Question

the function $g(x) = 10x^2 - 100x + 213$ written in vertex form is $g(x) = 10(x - 5)^2 - 37$. which statements are true about $g(x)$? select three options.

• the axis of symmetry is the line $x = -5$.
• the vertex of the graph is $(5, -37)$.
• the parabola has a minimum.
• the parabola opens up.
• the value of $a$, when the equation is written in vertex form, is negative.

Explanation:

Step1: Recall vertex form rules

For $g(x)=a(x-h)^2+k$, vertex is $(h,k)$, axis is $x=h$.

Step2: Identify $a, h, k$

From $g(x)=10(x-5)^2-37$, $a=10$, $h=5$, $k=-37$.

Step3: Verify axis of symmetry

Axis is $x=5$, so $x=-5$ is false.

Step4: Verify vertex

Vertex is $(h,k)=(5,-37)$, so this is true.

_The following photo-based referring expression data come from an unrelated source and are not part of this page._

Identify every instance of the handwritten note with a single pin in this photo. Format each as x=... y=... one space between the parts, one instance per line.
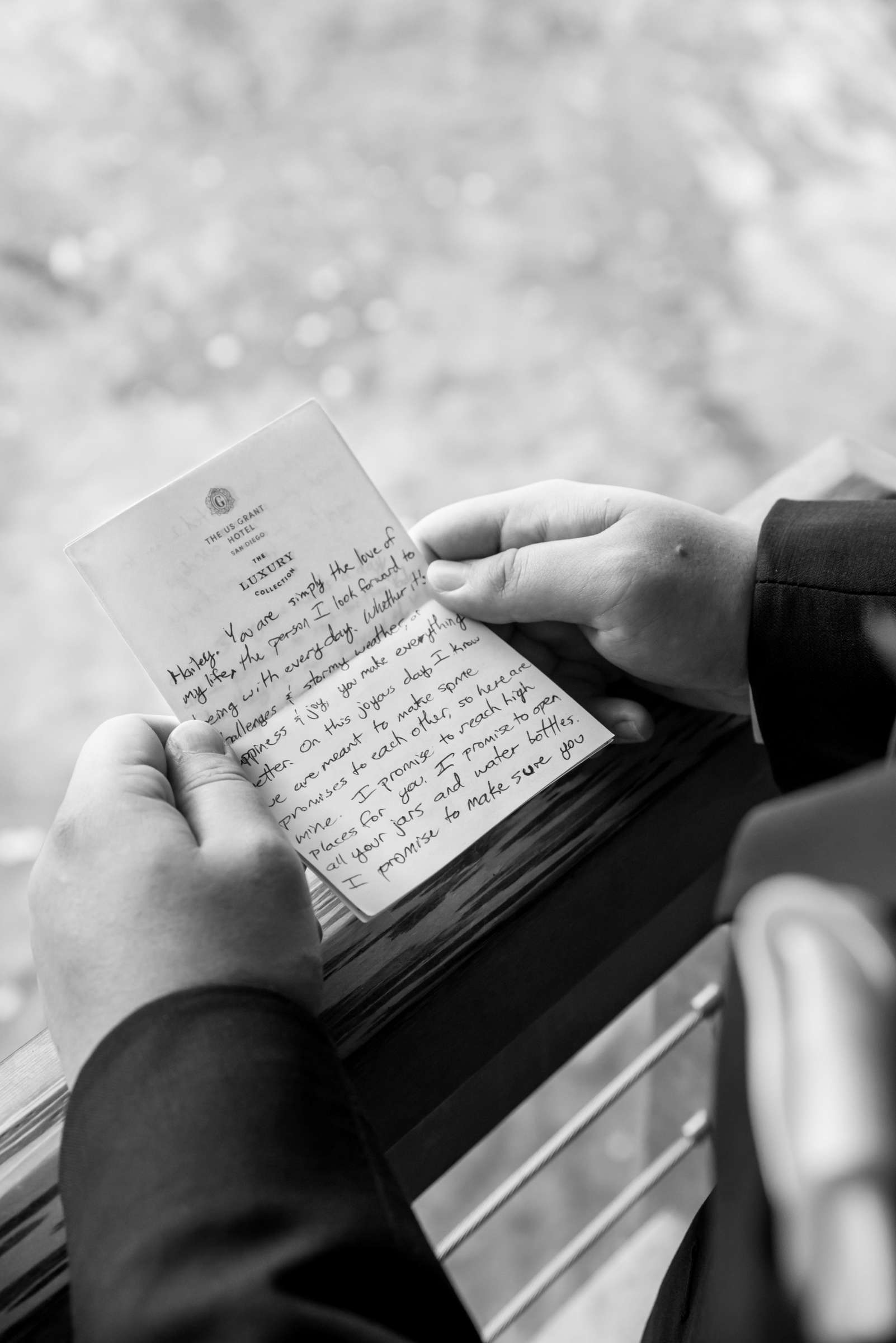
x=273 y=594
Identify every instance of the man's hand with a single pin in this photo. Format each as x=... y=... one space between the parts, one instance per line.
x=601 y=581
x=163 y=871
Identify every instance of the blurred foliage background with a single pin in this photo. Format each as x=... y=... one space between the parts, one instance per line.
x=632 y=241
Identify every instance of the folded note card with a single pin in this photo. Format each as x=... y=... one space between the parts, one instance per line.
x=274 y=594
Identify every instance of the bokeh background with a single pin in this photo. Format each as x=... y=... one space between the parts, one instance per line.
x=649 y=242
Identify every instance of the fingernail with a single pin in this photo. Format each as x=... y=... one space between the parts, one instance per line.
x=851 y=1293
x=195 y=738
x=446 y=576
x=627 y=730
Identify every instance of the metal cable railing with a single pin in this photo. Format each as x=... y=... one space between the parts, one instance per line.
x=703 y=1005
x=694 y=1133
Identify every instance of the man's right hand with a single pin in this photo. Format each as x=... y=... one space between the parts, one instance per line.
x=601 y=581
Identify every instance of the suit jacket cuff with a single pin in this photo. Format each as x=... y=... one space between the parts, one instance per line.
x=216 y=1176
x=824 y=702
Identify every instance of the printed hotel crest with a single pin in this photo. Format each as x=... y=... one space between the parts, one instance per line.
x=219 y=500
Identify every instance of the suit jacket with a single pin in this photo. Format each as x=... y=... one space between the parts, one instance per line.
x=218 y=1178
x=826 y=706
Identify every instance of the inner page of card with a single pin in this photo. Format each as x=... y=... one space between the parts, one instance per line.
x=274 y=594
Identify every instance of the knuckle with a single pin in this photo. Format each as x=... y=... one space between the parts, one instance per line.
x=507 y=574
x=208 y=771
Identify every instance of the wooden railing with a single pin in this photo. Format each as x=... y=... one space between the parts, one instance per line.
x=475 y=990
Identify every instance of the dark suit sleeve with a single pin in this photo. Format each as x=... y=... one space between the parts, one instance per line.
x=824 y=702
x=219 y=1184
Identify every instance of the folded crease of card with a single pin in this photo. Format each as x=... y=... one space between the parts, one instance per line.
x=273 y=594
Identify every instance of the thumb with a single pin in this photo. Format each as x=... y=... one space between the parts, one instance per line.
x=549 y=581
x=211 y=791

Step5: Check parabola direction

$a=10>0$, so parabola opens up, has a minimum. These are true.

Step6: Check sign of $a$

$a=10$ is positive, so "negative $a$" is false.

Answer:

• The vertex of the graph is (5, -37).
• The parabola has a minimum.
• The parabola opens up.